Frequently Asked Questions
Men who feel called to the Priesthood often experience persistent thoughts or desires toward Priesthood. These thoughts or desires are placed by God deep in the hearts of men. These thoughts or desires may not always be clear, however. This is where prayer and the sacraments, especially the Eucharist, and Reconciliation, are of utmost importance. We need prayer and the sacraments in order to assist us in the endeavor to hear God's call more clearly.
It is also very important to talk with someone who is well versed in these matters of the heart and God's unique call to each individual. A Priest, whose love for and fidelity to the Church are apparent, can be an invaluable guide in your discernment.

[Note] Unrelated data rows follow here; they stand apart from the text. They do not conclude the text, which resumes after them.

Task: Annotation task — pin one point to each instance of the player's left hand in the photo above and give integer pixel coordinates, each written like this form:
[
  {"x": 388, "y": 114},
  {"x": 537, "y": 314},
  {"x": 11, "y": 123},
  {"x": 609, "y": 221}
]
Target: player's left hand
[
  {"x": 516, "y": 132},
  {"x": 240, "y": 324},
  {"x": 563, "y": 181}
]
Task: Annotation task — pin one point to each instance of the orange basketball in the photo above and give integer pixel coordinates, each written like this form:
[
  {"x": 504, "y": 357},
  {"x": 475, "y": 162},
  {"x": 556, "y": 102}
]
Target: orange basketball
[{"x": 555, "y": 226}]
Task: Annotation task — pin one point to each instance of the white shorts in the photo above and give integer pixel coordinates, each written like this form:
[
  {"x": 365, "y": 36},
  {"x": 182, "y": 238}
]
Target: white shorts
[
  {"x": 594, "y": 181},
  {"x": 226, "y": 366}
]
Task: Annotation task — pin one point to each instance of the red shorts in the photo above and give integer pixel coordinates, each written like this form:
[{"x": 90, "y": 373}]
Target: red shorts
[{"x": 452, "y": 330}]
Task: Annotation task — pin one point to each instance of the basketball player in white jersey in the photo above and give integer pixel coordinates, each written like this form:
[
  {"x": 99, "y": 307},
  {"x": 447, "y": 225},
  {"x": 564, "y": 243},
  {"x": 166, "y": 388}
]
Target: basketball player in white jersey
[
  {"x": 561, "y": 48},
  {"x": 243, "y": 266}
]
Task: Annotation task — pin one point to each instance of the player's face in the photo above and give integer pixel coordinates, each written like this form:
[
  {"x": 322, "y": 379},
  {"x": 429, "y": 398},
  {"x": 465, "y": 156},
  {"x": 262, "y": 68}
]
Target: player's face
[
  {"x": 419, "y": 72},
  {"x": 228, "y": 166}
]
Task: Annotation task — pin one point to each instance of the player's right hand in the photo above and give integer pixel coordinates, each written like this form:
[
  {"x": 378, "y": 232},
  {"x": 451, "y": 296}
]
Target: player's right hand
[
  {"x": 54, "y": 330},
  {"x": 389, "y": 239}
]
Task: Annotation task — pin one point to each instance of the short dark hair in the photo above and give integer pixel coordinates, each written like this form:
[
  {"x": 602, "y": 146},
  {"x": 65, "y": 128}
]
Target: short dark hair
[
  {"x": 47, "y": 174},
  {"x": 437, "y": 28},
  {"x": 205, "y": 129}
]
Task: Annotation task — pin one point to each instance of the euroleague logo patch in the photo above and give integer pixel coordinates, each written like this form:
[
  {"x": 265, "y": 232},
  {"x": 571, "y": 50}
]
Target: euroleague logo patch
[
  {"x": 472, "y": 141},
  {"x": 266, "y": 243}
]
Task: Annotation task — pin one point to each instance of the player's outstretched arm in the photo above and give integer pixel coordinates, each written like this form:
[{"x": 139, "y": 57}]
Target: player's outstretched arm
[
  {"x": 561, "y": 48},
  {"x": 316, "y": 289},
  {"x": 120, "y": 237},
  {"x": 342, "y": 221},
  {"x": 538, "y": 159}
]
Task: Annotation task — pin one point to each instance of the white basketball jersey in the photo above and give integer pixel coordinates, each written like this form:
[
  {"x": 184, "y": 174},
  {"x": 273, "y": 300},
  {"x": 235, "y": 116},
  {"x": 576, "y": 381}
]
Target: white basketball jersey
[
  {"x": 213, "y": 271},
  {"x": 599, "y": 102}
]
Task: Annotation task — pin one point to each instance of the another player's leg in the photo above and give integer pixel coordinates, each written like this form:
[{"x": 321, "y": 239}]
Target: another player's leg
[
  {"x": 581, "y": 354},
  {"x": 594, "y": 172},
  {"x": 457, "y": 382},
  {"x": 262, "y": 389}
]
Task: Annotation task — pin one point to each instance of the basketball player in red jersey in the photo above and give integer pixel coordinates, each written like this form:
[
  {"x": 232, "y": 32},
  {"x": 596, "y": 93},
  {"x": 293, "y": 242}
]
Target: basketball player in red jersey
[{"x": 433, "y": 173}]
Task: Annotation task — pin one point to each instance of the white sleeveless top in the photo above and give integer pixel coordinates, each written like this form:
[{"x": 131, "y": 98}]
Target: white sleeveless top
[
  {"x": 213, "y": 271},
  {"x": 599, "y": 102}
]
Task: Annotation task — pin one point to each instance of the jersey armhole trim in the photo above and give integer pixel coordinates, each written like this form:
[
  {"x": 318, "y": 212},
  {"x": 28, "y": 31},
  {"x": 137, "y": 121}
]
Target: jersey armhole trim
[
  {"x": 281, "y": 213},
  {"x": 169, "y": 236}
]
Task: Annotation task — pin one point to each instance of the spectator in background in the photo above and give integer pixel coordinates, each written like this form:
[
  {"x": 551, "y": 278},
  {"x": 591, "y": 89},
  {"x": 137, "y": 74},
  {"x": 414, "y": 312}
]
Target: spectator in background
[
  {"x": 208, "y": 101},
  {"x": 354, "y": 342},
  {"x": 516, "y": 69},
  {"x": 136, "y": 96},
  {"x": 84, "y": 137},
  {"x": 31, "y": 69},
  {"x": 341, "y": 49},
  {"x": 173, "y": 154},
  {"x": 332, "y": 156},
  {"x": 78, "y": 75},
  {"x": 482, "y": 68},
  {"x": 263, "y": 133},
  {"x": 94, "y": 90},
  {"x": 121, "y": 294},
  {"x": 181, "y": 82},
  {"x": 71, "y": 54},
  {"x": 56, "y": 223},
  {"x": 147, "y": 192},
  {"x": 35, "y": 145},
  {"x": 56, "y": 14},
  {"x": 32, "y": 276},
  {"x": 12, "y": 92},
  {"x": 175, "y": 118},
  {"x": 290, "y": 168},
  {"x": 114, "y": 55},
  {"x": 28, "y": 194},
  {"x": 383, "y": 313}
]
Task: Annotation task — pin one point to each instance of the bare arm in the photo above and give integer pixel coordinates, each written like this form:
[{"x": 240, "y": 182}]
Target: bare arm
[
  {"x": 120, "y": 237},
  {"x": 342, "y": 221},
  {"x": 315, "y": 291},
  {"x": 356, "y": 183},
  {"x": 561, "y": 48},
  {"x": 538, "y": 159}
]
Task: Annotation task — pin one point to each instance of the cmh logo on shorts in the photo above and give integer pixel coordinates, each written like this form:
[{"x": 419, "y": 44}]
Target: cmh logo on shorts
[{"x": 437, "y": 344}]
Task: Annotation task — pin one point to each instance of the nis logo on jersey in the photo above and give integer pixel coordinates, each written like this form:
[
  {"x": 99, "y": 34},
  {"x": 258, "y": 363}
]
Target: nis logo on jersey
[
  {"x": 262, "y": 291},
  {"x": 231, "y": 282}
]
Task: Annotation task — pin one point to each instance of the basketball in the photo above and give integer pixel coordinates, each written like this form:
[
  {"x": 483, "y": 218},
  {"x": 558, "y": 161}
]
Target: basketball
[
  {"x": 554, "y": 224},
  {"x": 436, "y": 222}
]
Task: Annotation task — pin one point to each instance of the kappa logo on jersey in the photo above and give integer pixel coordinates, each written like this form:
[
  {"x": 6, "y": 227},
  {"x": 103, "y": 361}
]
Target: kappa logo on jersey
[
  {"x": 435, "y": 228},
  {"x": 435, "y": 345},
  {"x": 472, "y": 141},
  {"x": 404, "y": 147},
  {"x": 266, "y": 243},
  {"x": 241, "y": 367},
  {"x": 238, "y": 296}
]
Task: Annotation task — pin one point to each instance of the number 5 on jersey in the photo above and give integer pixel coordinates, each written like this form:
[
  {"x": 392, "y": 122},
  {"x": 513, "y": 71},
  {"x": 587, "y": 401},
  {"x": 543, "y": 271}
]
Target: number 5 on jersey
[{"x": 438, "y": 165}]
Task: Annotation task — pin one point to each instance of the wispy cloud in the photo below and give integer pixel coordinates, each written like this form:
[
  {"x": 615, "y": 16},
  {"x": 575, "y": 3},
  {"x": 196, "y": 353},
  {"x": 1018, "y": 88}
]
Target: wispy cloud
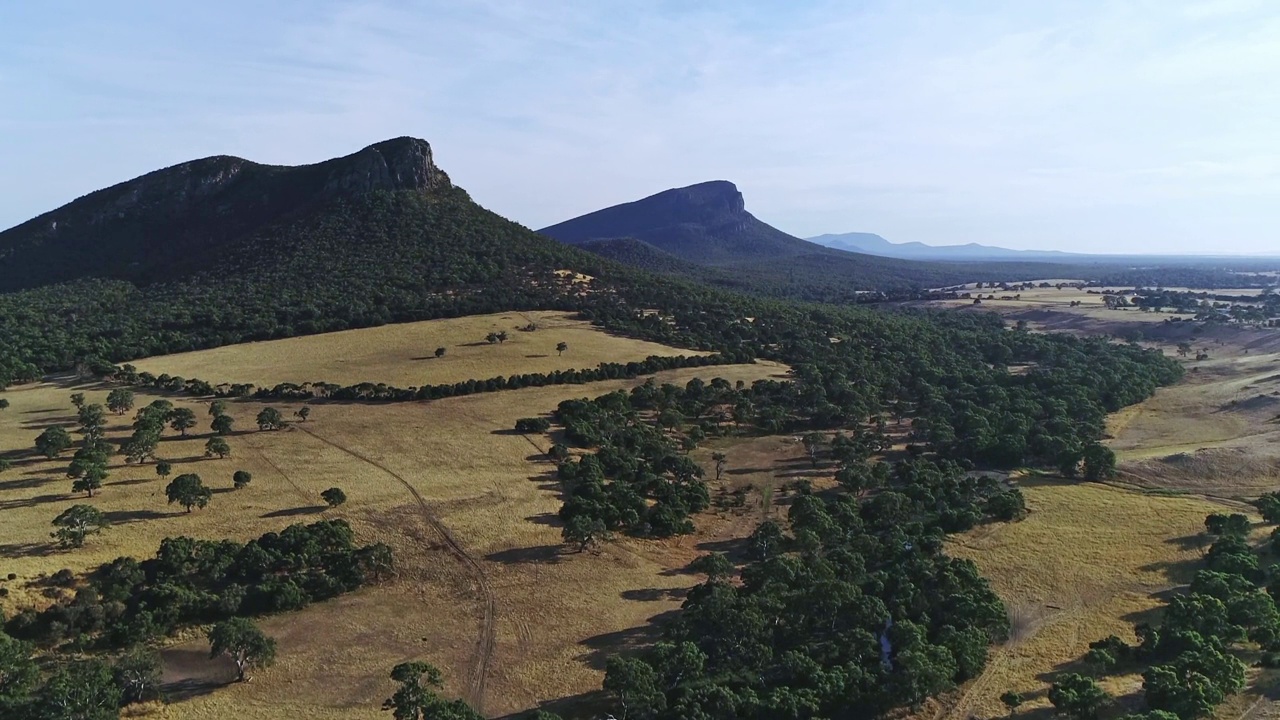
[{"x": 1138, "y": 124}]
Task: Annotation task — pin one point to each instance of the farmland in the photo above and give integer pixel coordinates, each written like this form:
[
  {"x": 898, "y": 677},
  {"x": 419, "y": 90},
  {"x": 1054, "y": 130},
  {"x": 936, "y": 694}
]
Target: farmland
[{"x": 467, "y": 506}]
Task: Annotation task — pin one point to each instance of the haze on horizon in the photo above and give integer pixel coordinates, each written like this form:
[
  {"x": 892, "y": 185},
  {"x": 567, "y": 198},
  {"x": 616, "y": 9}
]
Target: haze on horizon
[{"x": 1137, "y": 126}]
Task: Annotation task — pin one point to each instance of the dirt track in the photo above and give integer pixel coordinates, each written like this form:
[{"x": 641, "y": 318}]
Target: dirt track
[{"x": 487, "y": 641}]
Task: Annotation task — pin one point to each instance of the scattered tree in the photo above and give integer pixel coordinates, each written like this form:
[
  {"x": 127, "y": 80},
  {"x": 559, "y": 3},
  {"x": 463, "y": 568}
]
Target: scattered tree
[
  {"x": 222, "y": 424},
  {"x": 416, "y": 697},
  {"x": 243, "y": 642},
  {"x": 584, "y": 532},
  {"x": 188, "y": 491},
  {"x": 1078, "y": 696},
  {"x": 182, "y": 419},
  {"x": 1011, "y": 701},
  {"x": 270, "y": 419},
  {"x": 137, "y": 674},
  {"x": 119, "y": 400},
  {"x": 77, "y": 523},
  {"x": 334, "y": 497},
  {"x": 216, "y": 446},
  {"x": 533, "y": 425},
  {"x": 813, "y": 443},
  {"x": 53, "y": 441},
  {"x": 90, "y": 478}
]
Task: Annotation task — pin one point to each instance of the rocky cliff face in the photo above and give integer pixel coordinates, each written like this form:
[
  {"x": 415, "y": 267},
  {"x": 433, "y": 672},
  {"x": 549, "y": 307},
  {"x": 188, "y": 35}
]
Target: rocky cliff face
[
  {"x": 174, "y": 215},
  {"x": 403, "y": 163},
  {"x": 704, "y": 223}
]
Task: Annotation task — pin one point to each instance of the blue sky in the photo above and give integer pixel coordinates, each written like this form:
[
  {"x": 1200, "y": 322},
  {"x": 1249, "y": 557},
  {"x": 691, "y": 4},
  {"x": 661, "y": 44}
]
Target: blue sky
[{"x": 1127, "y": 126}]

The Diocesan Vocation Director is just such a Priest. He is one who deals with these matters daily and who is entrusted by the Bishop to assist men in discerning the Priesthood.
Studying to become a priest can take between six to eight years. It depends on the amount of education you have upon entering the seminary. For a young man coming out of high school it is an eight year journey. He would spend four years at a minor seminary while earning a bachelors degree in philosophy and then would be sent to a major seminary for four years while studying theology. For someone who already has a college degree, it is a six year journey. He would spend two years studying philosophy before being sent to a major seminary to study theology for four years.
Roman Catholic parishes are always part of a local diocese, but the parish priest can be either diocesan or religious. The diocesan priest makes a promise of chastity and obedience; he is under the authority of the local bishop.The Diocese of Kansas City-St. Joseph serves over 140,000 Catholics living in the 27 counties in Northwest Missouri.
Different from a diocesan priest, a religious order priest belongs to a specific congregation or community (i.e., Jesuits, Benedictines, Franciscans, etc.) that is bound together by a common mission. The religious order priest takes a vow of poverty and does not own items individually. His service to the Church may extend beyond the diocese: he can expect to be sent anywhere in the world where his community is working. Most often, religious order priests specialize in a certain type of ministry, such as youth evangelization, education, social services, health care, or foreign missions.
Being a part of a diocese or an order is like being part of a family. The men are like brothers to each other and usually turn out to be best friends.